The most subtle failure mode in headless Godot scene construction has no diagnostic output at any stage. When building a scene programmatically, add_child() is not sufficient to include a node in the saved .tscn file. Every node’s .owner property must also be explicitly set to the scene root:

var root = Node2D.new()
var player = CharacterBody2D.new()
var sprite = Sprite2D.new()

root.add_child(player)
player.owner = root   # owner = root, not the immediate parent

player.add_child(sprite)
sprite.owner = root   # owner = root at every depth

Omitting .owner causes the following: add_child() succeeds in memory, PackedScene.pack() returns success, ResourceSaver.save() writes the file and returns success, and then the node is simply absent when the file is reloaded. No error, no warning. The design rationale is correct: Godot distinguishes between nodes that are part of the serialized scene and nodes created at runtime that should not be saved. The owner property is the mechanism. It is appropriate behavior for runtime-created ephemeral nodes; it is a silent footgun for headless scene builders. The documentation mentions it without foregrounding it as the primary failure mode of headless construction.

This category of failure, where the failure only manifests on a subsequent operation after several successful ones, is exactly what makes it hard to capture in training data. No blog post or forum answer documents it until someone wastes hours chasing it. Godogen’s quirks database exists because these behaviors are real constraints that cannot be inferred from API documentation alone.

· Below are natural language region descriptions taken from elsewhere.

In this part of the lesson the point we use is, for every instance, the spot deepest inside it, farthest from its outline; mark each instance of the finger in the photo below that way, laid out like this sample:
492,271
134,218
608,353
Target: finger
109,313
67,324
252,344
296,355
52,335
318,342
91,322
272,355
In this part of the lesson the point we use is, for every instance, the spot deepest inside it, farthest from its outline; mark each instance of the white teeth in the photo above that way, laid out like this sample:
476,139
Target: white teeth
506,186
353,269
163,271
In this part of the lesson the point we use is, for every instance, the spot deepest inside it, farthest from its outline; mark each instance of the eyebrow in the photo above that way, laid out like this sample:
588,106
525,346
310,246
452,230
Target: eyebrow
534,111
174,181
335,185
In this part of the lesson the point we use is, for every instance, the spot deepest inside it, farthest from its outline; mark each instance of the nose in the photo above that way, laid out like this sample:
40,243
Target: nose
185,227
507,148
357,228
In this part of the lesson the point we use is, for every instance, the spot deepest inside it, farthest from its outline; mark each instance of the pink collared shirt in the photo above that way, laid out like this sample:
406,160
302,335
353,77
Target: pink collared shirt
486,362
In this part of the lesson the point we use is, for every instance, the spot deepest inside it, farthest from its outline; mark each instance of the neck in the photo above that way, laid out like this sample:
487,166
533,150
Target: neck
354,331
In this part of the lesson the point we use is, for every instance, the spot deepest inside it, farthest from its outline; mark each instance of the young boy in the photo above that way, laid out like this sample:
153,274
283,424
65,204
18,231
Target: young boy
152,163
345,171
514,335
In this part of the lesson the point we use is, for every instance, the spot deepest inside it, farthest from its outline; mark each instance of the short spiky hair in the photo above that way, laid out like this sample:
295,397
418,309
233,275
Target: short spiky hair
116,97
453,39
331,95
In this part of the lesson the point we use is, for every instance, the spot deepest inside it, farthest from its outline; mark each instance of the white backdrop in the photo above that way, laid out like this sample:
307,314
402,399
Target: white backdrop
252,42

What the Comparison Projects Reveal

Rosebud AI generates Phaser.js browser games in JavaScript. JavaScript has orders of magnitude more training data than GDScript, no version-contamination problem between Phaser 2 and Phaser 3, and evaluation that runs in a browser tab in milliseconds. The reliability difference between browser-game generators and native engine generators reflects training data density and evaluation cost, not fundamental differences in generation capability.

Unity Muse generates C# MonoBehaviour scripts. C# has substantially higher LLM training corpus representation than GDScript, and Unity documentation appears in training data at a density GDScript cannot match. The pattern holds.

Godogen’s more expensive architecture, the custom language spec, the quirks database, the lazy-loading API retrieval, the headless builder pattern, the external evaluation loop with a virtual framebuffer, is a consequence of targeting a native engine with a sparse and version-contaminated training corpus, not a deliberate design choice toward complexity.

The Evaluation Loop Problem

A coding agent is inherently biased toward its own output. Static analysis can catch syntax errors and type mismatches, but cannot catch a character that falls through the floor because physics layers are misconfigured, or a signal that fires but produces no visible effect because the connection was made at the wrong lifecycle phase. Godogen evaluates generated games by running godot --headless with a virtual framebuffer and capturing screenshots. This is slower than browser evaluation by a wide margin, but it is the only way to observe runtime behavior in a native engine.

The evaluation architecture is what separates a generator from a pipeline. Generating code that compiles is a much lower bar than generating code that produces a playable game. The visual evaluation loop closes the gap between the two, at the cost of iteration speed.

Four rewrites over a year is a significant investment for a side project. Each rewrite addressed a new category of failure rather than refining a stable approach. The end result is an architecture shaped by the specific failure modes of its target, which is probably the only way to build something this far outside the density of existing training data.